Deezer is betting heavily on the “purity” angle. It is a bold move to position themselves as the digital sommelier of the streaming world, pointing out that the vintage you are enjoying is actually synthetic grape juice produced in a lab. For the average listener, a catchy song is a catchy song regardless of whether it was written by a tortured artist in a basement or a GPU cluster in Oregon. But for the audiophile and the developer, the distinction matters because it is fundamentally about provenance and the value of human effort. Does this actually work? If the detection relies on spectral fingerprints or specific artifacts left by current diffusion models, it is a losing battle. Like a food inspector at a carnival, Deezer is trying to spot the fake ingredients in a world where the recipes change every single day.
The technical reality is that AI detection is a treadmill. Suno and Udio are moving faster than any detection API ever could. The moment a detector becomes effective, the generators optimize to bypass it. It is the same cat-and-mouse game we have seen with AI-generated text—once the patterns are known, they are erased. This means any tool that claims to “detect” AI is essentially a snapshot of what AI looked like six months ago. (Or maybe not—see below.) If Deezer has found a way to identify a fundamental mathematical property of synthetic audio that cannot be masked, they have something real. But in this field, “something real” usually has a shelf life of about one update cycle.

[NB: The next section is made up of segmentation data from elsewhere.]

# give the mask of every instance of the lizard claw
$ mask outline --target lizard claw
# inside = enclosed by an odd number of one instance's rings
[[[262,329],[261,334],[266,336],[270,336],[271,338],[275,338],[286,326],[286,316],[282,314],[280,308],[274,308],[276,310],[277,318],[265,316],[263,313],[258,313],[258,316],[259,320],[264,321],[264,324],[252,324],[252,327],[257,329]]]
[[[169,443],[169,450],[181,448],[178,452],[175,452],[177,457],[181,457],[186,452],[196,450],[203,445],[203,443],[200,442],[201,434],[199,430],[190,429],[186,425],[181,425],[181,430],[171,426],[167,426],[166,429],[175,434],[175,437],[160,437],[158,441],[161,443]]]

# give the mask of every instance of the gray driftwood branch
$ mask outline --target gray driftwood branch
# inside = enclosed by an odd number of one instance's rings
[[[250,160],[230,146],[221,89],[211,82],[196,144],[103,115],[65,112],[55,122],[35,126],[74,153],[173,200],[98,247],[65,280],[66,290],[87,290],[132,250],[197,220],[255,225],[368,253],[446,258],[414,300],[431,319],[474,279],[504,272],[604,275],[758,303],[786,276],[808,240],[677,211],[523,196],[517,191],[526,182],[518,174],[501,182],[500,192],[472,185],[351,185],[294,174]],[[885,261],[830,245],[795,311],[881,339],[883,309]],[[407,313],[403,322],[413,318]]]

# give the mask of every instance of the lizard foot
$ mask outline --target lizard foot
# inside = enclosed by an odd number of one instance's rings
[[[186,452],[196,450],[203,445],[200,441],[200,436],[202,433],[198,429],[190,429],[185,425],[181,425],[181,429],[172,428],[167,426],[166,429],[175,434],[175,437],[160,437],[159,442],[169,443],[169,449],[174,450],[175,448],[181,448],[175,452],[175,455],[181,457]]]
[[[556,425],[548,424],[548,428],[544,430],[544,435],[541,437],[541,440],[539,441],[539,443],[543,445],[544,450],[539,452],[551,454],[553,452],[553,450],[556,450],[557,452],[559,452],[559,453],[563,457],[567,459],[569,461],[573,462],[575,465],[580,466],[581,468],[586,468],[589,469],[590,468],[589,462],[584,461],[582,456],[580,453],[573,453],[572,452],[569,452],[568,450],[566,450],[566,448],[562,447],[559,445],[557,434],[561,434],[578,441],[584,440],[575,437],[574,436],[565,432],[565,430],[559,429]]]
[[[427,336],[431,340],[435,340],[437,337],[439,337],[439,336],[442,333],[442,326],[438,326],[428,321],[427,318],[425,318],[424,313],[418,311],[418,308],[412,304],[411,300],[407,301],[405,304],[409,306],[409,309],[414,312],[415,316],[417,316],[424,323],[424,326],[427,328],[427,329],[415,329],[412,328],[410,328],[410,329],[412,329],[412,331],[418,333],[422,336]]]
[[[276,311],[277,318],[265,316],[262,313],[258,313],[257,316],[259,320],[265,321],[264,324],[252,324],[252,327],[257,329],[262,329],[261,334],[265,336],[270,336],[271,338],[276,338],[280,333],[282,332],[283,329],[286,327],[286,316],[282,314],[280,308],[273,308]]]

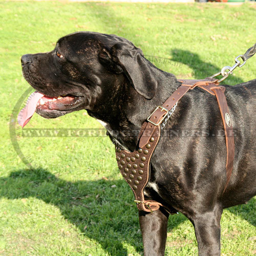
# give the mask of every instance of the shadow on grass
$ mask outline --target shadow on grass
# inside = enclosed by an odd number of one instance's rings
[[[0,178],[0,198],[33,197],[58,207],[82,234],[112,255],[127,255],[124,242],[142,253],[137,207],[122,180],[69,182],[44,169],[22,169]],[[178,216],[177,225],[185,220]],[[84,227],[86,227],[86,228]]]
[[[187,65],[193,69],[193,76],[196,79],[203,79],[207,76],[211,76],[214,74],[220,72],[222,68],[218,67],[210,62],[202,60],[198,54],[189,51],[174,49],[172,50],[171,54],[173,56],[172,60]],[[234,62],[229,63],[231,66],[233,66],[233,64],[234,64]],[[227,64],[227,66],[228,66]],[[219,79],[221,77],[221,76],[218,77]],[[232,75],[229,75],[228,80],[233,84],[244,82],[242,79],[232,76]]]
[[[33,197],[56,206],[82,234],[96,241],[110,255],[127,255],[122,245],[124,241],[138,252],[143,251],[133,195],[122,180],[72,182],[44,169],[22,169],[0,178],[0,197],[9,199]],[[247,205],[228,210],[255,225],[255,205],[256,200],[252,199]],[[170,218],[169,232],[187,220],[182,215]]]

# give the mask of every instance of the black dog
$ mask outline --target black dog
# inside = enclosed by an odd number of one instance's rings
[[[102,121],[113,142],[130,151],[137,147],[143,122],[180,85],[130,41],[114,35],[72,34],[60,38],[51,52],[24,55],[22,63],[26,79],[48,96],[37,103],[38,114],[54,118],[86,109]],[[220,254],[223,209],[256,194],[256,79],[225,86],[235,157],[224,193],[222,120],[215,97],[200,89],[179,101],[162,128],[164,136],[152,157],[144,189],[146,199],[173,207],[191,221],[201,256]],[[60,95],[66,96],[57,98]],[[139,215],[144,254],[163,255],[168,214],[160,207]]]

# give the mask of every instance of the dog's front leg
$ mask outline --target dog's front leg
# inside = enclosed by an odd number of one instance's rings
[[[164,255],[169,214],[163,209],[153,212],[139,211],[139,217],[144,255]]]

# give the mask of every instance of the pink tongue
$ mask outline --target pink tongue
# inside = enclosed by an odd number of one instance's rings
[[[35,113],[37,102],[45,95],[37,92],[32,93],[28,99],[26,106],[18,115],[18,123],[23,128]]]

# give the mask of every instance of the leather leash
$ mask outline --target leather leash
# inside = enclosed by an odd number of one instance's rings
[[[227,148],[226,170],[227,181],[224,191],[229,181],[233,168],[234,144],[233,130],[224,92],[225,87],[219,86],[217,79],[207,78],[202,80],[180,79],[182,84],[160,106],[158,106],[144,122],[139,135],[139,148],[128,152],[116,146],[116,156],[122,176],[132,188],[135,202],[139,210],[152,212],[163,206],[170,214],[176,213],[174,209],[153,200],[145,200],[143,189],[150,176],[150,163],[161,134],[160,124],[168,112],[189,90],[199,87],[216,96],[222,118]]]

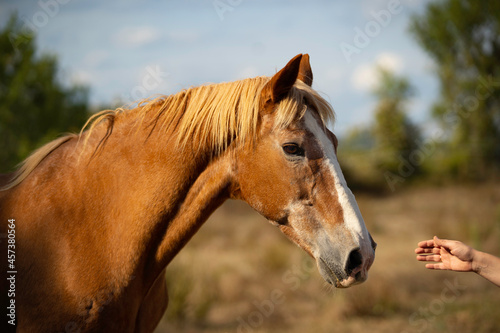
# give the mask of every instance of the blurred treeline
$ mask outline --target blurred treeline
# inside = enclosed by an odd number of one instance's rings
[[[0,31],[0,172],[37,146],[78,132],[90,114],[88,87],[62,84],[55,55],[39,54],[35,31],[16,15]],[[409,27],[435,64],[436,128],[407,115],[411,78],[379,69],[372,124],[352,129],[339,149],[354,188],[397,190],[432,181],[488,180],[500,169],[500,2],[430,3]],[[425,130],[425,131],[424,131]]]
[[[89,116],[88,88],[62,83],[57,57],[37,52],[35,34],[17,15],[0,31],[0,173]]]
[[[359,188],[496,178],[500,169],[500,2],[446,0],[412,17],[410,35],[434,61],[436,128],[406,113],[410,80],[380,68],[372,124],[350,131],[340,160]]]

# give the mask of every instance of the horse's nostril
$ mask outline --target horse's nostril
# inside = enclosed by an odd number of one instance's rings
[[[347,275],[351,275],[351,272],[354,271],[357,267],[361,266],[362,263],[363,257],[359,252],[359,248],[352,250],[349,254],[349,257],[347,258],[345,268]]]

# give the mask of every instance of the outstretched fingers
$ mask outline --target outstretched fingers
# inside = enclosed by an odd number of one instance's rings
[[[419,255],[417,256],[418,261],[434,261],[434,262],[439,262],[441,261],[441,256],[439,254],[432,254],[432,255]]]

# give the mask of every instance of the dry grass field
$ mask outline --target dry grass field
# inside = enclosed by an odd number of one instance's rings
[[[219,208],[167,269],[161,332],[500,332],[500,289],[474,273],[429,271],[438,235],[500,255],[500,184],[357,195],[378,243],[368,280],[335,289],[314,261],[246,204]]]

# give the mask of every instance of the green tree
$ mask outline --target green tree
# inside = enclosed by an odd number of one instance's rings
[[[445,0],[414,16],[410,31],[436,64],[433,115],[448,169],[477,177],[500,164],[500,2]]]
[[[88,117],[88,88],[64,86],[57,59],[38,55],[35,34],[12,15],[0,30],[0,172]]]
[[[374,158],[376,167],[392,185],[395,179],[402,182],[418,173],[420,165],[414,163],[411,154],[418,149],[420,134],[406,115],[407,100],[413,94],[408,80],[384,68],[378,73],[379,85],[373,91],[379,101],[373,126]]]

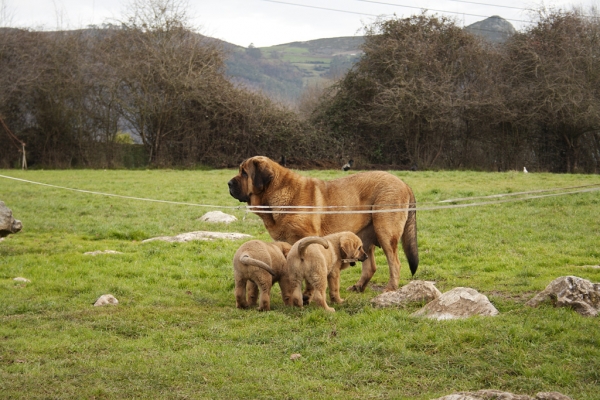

Then there is the friction of the actual user experience. But why would a user actually do this? No one is going to migrate their entire library to Deezer just to run a purity test on their favorite 2010s pop hits. The manual labor required to move thousands of tracks between services is a known headache that most people simply avoid. However, the most telling part of the report from The Verge is that Deezer offered this tech to other platforms and got ghosted. From a cold business perspective, one could argue that the bigger players have little incentive to purge this content. Synthetic tracks don’t demand royalties from humans; if a platform can shift a percentage of its plays toward AI-generated content that it owns or licenses cheaply, the margins improve.
Still, the sheer volume of AI slop hitting the platforms is reaching a breaking point where it degrades the product for everyone. The noise floor is rising, and the “discovery” algorithms are starting to choke on low-effort, high-volume synthetic uploads. This creates a vacuum that Deezer is trying to fill by acting as the arbiter of authenticity. By Q3, we will see the first major “Verified Human” certification badge appear on a top-tier streaming platform to combat the flood of synthetic content. Until then, we are left with a tool that tells us our favorite new lo-fi beat was made by a machine—information that is intellectually interesting but emotionally useless.
A noble effort to save the soul of music that will likely be ignored by the people who actually control the playlists.